Kingston Fire & Rescue, via the City of Kingston, has issued the below statement regarding its decision to limit the information it provides to the PulsePoint mobile app, first utilized in Kingston in 2015 following a clinical trial in Toronto sponsored by Queen’s University in 2013:
RELEASE — In order to protect the personal privacy of residents and ensure their safety, late last week, Kingston Fire & Rescue (KFR) limited the information it provides to the PulsePoint Foundation, which operates the free mobile application PulsePoint.
“KFR’s number one priority is public safety. Publicizing calls for service in real-time could unnecessarily place members of the public and first responders at-risk,” says Fire Chief Shawn Armstrong.
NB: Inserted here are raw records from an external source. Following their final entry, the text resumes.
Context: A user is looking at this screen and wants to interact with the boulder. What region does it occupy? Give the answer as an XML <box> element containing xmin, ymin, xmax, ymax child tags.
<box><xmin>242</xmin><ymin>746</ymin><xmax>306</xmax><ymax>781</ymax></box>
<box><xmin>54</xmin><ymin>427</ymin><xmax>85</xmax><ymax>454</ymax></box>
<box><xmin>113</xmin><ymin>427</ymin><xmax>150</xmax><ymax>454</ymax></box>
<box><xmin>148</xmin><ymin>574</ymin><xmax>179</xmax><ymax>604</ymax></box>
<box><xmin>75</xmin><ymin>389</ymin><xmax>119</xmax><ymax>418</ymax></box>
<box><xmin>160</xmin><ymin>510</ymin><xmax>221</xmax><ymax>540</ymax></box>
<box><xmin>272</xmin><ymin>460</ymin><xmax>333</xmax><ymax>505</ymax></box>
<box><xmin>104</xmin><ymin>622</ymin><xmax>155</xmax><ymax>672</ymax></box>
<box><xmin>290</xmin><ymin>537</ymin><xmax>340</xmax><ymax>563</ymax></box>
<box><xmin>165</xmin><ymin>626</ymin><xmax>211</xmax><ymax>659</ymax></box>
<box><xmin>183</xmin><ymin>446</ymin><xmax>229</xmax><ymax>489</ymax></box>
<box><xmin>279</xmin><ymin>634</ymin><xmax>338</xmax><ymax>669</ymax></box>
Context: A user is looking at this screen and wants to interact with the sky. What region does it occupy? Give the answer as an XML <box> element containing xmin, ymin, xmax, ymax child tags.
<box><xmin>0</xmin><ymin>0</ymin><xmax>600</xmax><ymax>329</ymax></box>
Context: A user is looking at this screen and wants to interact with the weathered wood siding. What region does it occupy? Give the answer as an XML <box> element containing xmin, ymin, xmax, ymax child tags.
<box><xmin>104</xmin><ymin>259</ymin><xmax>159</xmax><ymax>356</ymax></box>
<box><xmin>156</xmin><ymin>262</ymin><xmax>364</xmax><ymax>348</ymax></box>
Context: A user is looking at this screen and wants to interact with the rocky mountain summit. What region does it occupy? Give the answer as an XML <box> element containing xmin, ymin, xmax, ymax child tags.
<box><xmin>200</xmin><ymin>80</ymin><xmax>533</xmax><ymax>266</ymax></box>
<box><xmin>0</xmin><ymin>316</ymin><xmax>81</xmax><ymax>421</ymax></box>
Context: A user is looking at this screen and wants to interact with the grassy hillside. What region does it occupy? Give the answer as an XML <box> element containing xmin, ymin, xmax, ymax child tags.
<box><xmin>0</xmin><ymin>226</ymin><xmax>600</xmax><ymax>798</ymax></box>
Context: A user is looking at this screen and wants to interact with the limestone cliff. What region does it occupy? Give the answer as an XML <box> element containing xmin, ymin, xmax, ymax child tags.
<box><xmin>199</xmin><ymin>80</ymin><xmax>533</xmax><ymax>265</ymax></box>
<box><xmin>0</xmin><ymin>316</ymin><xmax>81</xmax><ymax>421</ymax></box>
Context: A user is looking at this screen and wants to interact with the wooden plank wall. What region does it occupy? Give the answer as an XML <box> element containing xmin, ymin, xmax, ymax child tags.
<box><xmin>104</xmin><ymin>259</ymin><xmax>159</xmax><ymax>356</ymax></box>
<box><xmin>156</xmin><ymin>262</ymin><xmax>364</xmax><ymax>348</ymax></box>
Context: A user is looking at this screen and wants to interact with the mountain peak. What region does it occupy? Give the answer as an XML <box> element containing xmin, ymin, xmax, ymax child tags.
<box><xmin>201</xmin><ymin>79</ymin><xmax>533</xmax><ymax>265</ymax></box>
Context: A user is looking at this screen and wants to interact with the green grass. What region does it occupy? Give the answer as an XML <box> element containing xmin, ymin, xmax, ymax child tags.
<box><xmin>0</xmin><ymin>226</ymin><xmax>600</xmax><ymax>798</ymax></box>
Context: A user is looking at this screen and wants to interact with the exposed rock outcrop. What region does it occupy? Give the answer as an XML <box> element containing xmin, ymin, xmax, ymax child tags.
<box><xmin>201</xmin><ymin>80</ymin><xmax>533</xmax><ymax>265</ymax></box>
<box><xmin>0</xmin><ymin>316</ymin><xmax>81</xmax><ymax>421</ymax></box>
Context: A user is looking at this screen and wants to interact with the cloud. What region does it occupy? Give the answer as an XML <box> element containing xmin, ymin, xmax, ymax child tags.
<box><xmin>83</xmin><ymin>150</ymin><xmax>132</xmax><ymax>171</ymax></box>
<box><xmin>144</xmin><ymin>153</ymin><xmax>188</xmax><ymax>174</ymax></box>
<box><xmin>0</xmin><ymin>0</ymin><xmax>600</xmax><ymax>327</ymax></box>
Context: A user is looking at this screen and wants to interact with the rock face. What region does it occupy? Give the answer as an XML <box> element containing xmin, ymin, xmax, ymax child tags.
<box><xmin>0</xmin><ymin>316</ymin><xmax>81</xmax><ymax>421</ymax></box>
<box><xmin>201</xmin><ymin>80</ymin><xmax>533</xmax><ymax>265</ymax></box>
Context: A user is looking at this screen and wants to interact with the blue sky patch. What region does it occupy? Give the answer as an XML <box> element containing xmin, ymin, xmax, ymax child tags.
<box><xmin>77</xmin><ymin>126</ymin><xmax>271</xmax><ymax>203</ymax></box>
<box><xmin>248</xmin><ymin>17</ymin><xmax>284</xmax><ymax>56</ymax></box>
When implemented on March 23, 2015, this free mobile app was described to Council and the public as a tool that would alert registered users trained to deliver CPR when a cardiac event occurred within 500 metres of them, at a public location.
Over time, it became a platform that notified the community to events such as fires and other scenarios, but this was not its original intent.
“PulsePoint is a tool to assist people who require immediate help for a cardiac event. It was never meant to be used in Kingston as a reporting device for fires or other potential emergencies,” explains Armstrong, noting this information is delivered to media and others in the community via an activity report.
“When calls come in and are dispatched, the reality on the ground may not match the complaint that our KFR communication technicians receive and relay to firefighters. Seeing an inaccurate call come through on PulsePoint could needlessly alarm residents.
“In the event the call is accurate, we want to be respectful of peoples’ privacy and avoid on-lookers arriving to a scene and potentially putting themselves in harm’s way,” says Armstrong.
Fire officials are currently examining how best to deliver accurate and timely information to residents, while reviewing the department’s use of the application.